Qu’est ce que le financement participatif ?

Le financement participatif ou «Crowdfunding» est un mécanisme de financement innovant qui permet de récolter des fonds auprès d’un large public en vue de financer un projet créatif ou entrepreneurial qui fonctionne le plus souvent via Internet. Il existe trois grandes catégories de plateformes de financement selon que celles-ci sont basées sur des dons, des prêts ou des investissements en fonds propres.

En quoi consiste cette évolution ?

Pour les dons :

Il s’agit des projets qui font appel à des dons libres et qui, bien souvient, donne lieu à une contre-partie en nature (invitation à un vernissage, envoi d’un CD, etc).

Pour les prêts :

Il s’agit des projet qui font appel aux particuliers pour leur prêter de l’argent soit pour ne pas à avoir à contracter un prêt, soit  lorsque ce prêt n’est pas accordé par les banques (projet atypique). La modification réglementaire fixe une limite à 1 million d’euros et renforce l’information des prêteurs.

Pour les investissements :

Il s’agit des projets qui proposent aux particuliers de devenir co-investisseur du projet, en prenant des parts au capital de la société de projet.

Pour ce qui concerne les projets citoyens d’énergie renouvelable et de maîtrise de l’énergie, jusqu’à maintenant, la prise de participation au capital des sociétés était possible directement (par la prise de parts sociétaires dans une SCIC par exemple), soit pas l’intermédiaire de clubs d’investisseurs soit également via le fonds Energie Partagée. Les projets excedaient généralement le plafond réglementaire (100 000 euros) au-dela duquel un prospectus OPTF était nécessaire, notamment pour pouvoir communiquer auprès des souscripteurs.

En l’absence de réglementation spécifique, Energie Partagée a obtenu à deux reprises le visa de l’AMF au titre de l’OPTF, afin de pouvoir communiquer et aider à communiquer largement sur l’appel à l’investissement lié à ces projets citoyens. Désormais, cette phase est assouplie (rédaction de quelques pages) dès lors que l’appel à investissement n’excède pas 1 million d’euros (contre 100 000 euros aujourd’hui).

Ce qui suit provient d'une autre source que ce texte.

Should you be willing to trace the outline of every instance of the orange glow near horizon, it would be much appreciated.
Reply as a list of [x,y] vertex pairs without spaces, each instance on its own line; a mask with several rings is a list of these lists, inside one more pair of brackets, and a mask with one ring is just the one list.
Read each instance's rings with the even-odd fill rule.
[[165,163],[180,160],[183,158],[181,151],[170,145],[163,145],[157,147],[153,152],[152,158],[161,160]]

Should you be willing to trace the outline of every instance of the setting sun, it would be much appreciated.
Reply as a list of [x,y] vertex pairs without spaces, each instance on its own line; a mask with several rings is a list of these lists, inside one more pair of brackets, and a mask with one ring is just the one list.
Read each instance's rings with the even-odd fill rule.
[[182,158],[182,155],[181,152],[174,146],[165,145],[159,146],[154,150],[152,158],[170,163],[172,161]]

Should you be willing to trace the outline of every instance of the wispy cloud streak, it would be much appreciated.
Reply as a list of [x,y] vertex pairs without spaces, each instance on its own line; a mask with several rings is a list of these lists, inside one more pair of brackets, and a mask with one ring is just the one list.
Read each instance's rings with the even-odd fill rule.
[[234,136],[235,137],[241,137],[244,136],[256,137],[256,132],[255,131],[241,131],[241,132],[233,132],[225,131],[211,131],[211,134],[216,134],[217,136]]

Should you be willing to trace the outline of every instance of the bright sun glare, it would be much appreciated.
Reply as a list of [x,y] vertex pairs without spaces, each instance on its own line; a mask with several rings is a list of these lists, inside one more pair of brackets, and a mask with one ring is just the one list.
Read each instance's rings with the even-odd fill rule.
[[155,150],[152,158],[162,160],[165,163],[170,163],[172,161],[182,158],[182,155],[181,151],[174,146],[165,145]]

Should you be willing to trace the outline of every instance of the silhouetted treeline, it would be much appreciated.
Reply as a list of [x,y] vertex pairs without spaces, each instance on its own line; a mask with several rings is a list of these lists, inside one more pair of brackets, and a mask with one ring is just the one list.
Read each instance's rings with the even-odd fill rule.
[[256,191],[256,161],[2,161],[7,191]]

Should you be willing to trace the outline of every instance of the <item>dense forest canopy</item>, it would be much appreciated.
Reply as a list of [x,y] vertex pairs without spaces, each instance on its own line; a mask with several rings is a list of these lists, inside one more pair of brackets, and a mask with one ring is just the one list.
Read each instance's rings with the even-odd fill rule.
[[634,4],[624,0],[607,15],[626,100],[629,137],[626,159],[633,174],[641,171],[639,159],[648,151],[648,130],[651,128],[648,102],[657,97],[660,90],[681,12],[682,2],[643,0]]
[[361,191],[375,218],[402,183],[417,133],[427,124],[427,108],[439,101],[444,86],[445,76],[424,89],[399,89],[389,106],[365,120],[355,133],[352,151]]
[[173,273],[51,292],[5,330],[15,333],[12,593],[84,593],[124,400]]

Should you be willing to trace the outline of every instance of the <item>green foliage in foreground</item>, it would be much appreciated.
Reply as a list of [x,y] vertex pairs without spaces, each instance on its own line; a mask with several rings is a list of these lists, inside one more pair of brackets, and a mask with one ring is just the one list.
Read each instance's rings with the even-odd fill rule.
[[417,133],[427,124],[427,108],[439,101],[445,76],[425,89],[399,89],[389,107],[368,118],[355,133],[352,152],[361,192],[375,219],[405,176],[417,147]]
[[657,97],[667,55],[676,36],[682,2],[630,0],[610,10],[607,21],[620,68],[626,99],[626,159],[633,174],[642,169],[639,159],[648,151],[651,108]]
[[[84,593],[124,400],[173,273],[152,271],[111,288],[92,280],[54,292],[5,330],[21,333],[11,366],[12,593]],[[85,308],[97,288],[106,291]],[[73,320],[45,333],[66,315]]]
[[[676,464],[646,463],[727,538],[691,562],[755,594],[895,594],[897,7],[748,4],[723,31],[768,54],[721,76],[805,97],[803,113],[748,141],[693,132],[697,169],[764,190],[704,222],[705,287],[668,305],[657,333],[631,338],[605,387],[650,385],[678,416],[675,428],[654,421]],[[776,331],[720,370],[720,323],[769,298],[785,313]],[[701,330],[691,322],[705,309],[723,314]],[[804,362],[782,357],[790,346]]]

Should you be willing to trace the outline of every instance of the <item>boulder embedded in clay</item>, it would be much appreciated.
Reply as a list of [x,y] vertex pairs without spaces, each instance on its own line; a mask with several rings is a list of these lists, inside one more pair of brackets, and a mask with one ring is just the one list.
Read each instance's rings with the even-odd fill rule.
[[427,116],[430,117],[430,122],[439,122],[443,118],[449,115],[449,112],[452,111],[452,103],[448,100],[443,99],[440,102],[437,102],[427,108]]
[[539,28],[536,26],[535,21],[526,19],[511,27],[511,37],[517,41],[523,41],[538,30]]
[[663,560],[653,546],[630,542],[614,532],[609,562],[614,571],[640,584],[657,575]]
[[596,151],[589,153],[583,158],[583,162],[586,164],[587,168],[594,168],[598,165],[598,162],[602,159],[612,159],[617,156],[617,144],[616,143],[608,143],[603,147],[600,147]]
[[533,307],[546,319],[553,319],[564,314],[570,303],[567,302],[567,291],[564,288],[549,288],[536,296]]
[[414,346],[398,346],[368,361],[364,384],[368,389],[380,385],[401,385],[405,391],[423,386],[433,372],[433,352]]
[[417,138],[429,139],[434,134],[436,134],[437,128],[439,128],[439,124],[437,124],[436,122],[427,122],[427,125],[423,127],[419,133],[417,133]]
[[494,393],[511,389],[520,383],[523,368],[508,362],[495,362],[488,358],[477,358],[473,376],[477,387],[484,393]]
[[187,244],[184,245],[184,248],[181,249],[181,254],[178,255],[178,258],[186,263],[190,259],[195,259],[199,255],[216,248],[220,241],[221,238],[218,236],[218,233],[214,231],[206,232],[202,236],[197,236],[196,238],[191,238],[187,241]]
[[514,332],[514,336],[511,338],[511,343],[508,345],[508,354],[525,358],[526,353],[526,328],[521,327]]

Ces dernières évolutions réglementaires permettent de donner plus de marges de manoeuvre aux projets entre 100 000 euros et 1 millions d’euros, et offrent tout à la fois plus d’information et de sécurité aux souscripteurs souhaitant investir dans ces projets.

Toutefois, cette simplification de la réglementation s’accompagne d’un plafond individuel d’investissement à 1 000 euros par personne, pour « diversifier le risque ». Le nombre de projets qu’une même personne peut financer n’est toutefois pas limité. Si la société souhaite collecter plus de 1 000 euros par souscripteur, ou si le projet concerné dépasse le million d’euros, la société de projet devra avoir recours à un prospectus OPTF comme c’est le cas aujourd’hui.